Implementing Mappers In Hardware
With increased popularity of programmable logic devices (CPLD/FPGA), almost any mapper implementation can be done in just one chip with some additional components for:
- logic level translating (5 V from cart connector signal to 3.3 V),
- recovering !RESET signal from M2,
- protecting PRG-RAM against data corruption due to PRG-!CE and M2 delay,
- battery backing-up PRG-RAM,
- providing additional audio channels (AY-8910 or similar chips).
However, most CPLD/FPGA chips come in dense packages, which makes soldering them hard for beginners. Also, they need 2.5 V and/or 3.3 V power supply and logic levels-translators, which might discourage using them for simple mapper reproduction. Learning how to implement some mappers using discrete chips (74 and 40 family) might be more economical for some uses. Also, it is good educational exercise for understanding:
- how console works and how to interact with CPU and PPU on hardware level,
- which signals need to be used and how much resources it would take to express the same in programmable logic devices.
A lot of bootleg (pirate) cart reproductions were done using 74 and 40 families chips, because that was the only way to mimic the behavior of ASIC mappers like MMC1 or MMC3 at that time.
This page shows some tricks and solutions for common problems during implementing logic using discrete circuits. Exclamation mark placed at beginning of signal names makes them active low (inverted logic) - for example: !OE or CPU_R/!W
5V CMOS Versus 5V TTL
Before starting to build something using discrete chips, it is important to realize that TTL outputs can not drive CMOS inputs. Given a VCC of 5.0V, a TTL output high (VOH) is typically 3.3V, and a CMOS input high (VIH) is typically 3.7V. Here are the typical thresholds when Vcc = 5.0V:
|Technology||Output High (VOH)||Input High (VIH)||Input Low (VIL)||Output Low (VOL)|
|CMOS (74HCxx, 74AHCxx, CD40xx)||4.7V||3.7V||1.3V||0.2V|
|TTL-Compatible-CMOS (74HCTxx, 74ACTxx)||4.7V||2.0V||0.8V||0.2V|
|TTL (74LSxx, 74Sxx, 74Fxx)||3.3V||2.0V||0.8V||0.35V|
- TTL-Compatible-CMOS can work with anything.

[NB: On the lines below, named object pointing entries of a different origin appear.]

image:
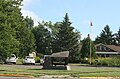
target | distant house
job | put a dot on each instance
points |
(107, 50)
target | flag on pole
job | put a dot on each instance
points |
(91, 23)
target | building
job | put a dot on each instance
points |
(103, 50)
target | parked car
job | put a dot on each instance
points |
(29, 60)
(42, 59)
(11, 59)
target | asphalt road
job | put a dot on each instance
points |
(44, 77)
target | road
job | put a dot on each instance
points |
(44, 77)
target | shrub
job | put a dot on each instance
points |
(109, 61)
(37, 59)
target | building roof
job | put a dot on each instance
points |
(114, 47)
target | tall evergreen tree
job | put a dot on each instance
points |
(8, 41)
(67, 40)
(117, 38)
(105, 37)
(15, 35)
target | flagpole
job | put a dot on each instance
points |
(90, 41)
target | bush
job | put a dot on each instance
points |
(109, 61)
(37, 59)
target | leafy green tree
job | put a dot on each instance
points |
(67, 40)
(43, 38)
(30, 22)
(85, 50)
(105, 37)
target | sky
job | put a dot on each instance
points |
(80, 12)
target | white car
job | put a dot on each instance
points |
(11, 59)
(29, 60)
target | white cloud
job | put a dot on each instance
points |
(31, 14)
(25, 12)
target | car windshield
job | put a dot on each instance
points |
(29, 57)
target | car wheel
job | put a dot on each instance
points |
(14, 62)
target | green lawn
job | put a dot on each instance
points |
(74, 72)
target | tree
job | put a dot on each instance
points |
(67, 40)
(105, 37)
(43, 39)
(30, 22)
(15, 36)
(8, 14)
(85, 50)
(117, 38)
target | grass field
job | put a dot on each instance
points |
(76, 71)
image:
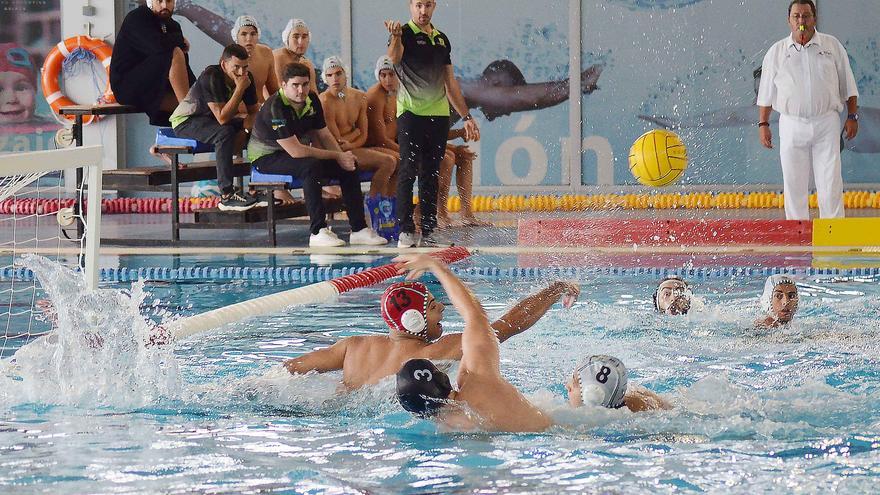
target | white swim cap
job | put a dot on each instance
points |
(291, 25)
(770, 285)
(384, 63)
(242, 21)
(330, 63)
(603, 381)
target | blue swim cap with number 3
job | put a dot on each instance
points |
(602, 380)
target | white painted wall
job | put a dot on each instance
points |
(81, 89)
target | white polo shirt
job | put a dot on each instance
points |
(806, 81)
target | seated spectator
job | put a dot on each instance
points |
(209, 113)
(290, 137)
(345, 111)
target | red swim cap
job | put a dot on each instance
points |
(14, 58)
(405, 307)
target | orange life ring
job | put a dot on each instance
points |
(52, 70)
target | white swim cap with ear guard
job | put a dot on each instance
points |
(242, 21)
(770, 285)
(603, 381)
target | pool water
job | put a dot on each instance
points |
(788, 410)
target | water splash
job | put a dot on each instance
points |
(99, 352)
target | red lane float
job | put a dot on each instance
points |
(44, 206)
(642, 232)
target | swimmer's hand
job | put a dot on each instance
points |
(569, 291)
(471, 131)
(394, 28)
(416, 265)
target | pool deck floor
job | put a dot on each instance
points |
(292, 238)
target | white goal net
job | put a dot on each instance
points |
(38, 214)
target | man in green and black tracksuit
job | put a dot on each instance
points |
(422, 60)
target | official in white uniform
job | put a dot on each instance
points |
(808, 80)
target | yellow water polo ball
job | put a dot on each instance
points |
(657, 158)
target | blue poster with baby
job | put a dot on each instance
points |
(383, 217)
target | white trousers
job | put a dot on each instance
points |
(805, 144)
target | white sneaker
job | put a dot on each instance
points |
(325, 238)
(367, 237)
(407, 240)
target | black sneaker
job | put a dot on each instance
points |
(236, 202)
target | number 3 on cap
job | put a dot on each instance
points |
(602, 375)
(401, 298)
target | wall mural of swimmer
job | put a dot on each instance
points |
(514, 72)
(26, 122)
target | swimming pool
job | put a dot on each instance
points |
(796, 409)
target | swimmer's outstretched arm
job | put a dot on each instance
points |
(739, 116)
(216, 27)
(323, 360)
(528, 311)
(479, 345)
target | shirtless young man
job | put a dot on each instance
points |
(483, 399)
(673, 296)
(296, 39)
(779, 301)
(381, 116)
(345, 110)
(413, 316)
(246, 32)
(602, 381)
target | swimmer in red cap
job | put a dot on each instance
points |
(18, 89)
(413, 316)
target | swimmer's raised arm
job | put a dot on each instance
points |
(528, 311)
(323, 360)
(479, 345)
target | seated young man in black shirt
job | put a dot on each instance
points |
(290, 137)
(209, 113)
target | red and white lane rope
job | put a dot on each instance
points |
(320, 292)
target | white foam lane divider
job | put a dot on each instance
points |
(320, 292)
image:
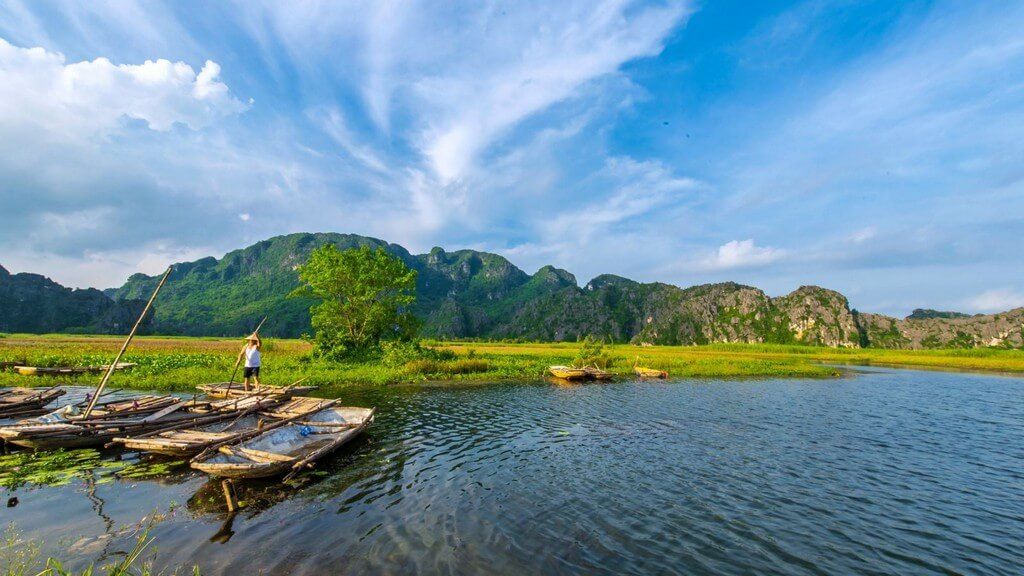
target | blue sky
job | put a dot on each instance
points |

- CMOS outputs can drive TTL inputs.
- TTL outputs can NOT drive CMOS inputs.
Also be advised, that when using CMOS chips, you should place a ceramic bypass capacitor close to power supply pins of every chip. An ordinary 100 nF ceramic capacitor is ideal for this purpose. There should also be a larger capacitor from VCC to GND for the whole cartridge. This would typically be an electrolytic capacitor of 10 uF. Finally, all unused inputs of CMOS devices should be tied to some known state (GND, VCC or any other signal). In contrast, TTL unused inputs can be left unconnected without any harm. An unconnected TTL input will have logic value of '1'.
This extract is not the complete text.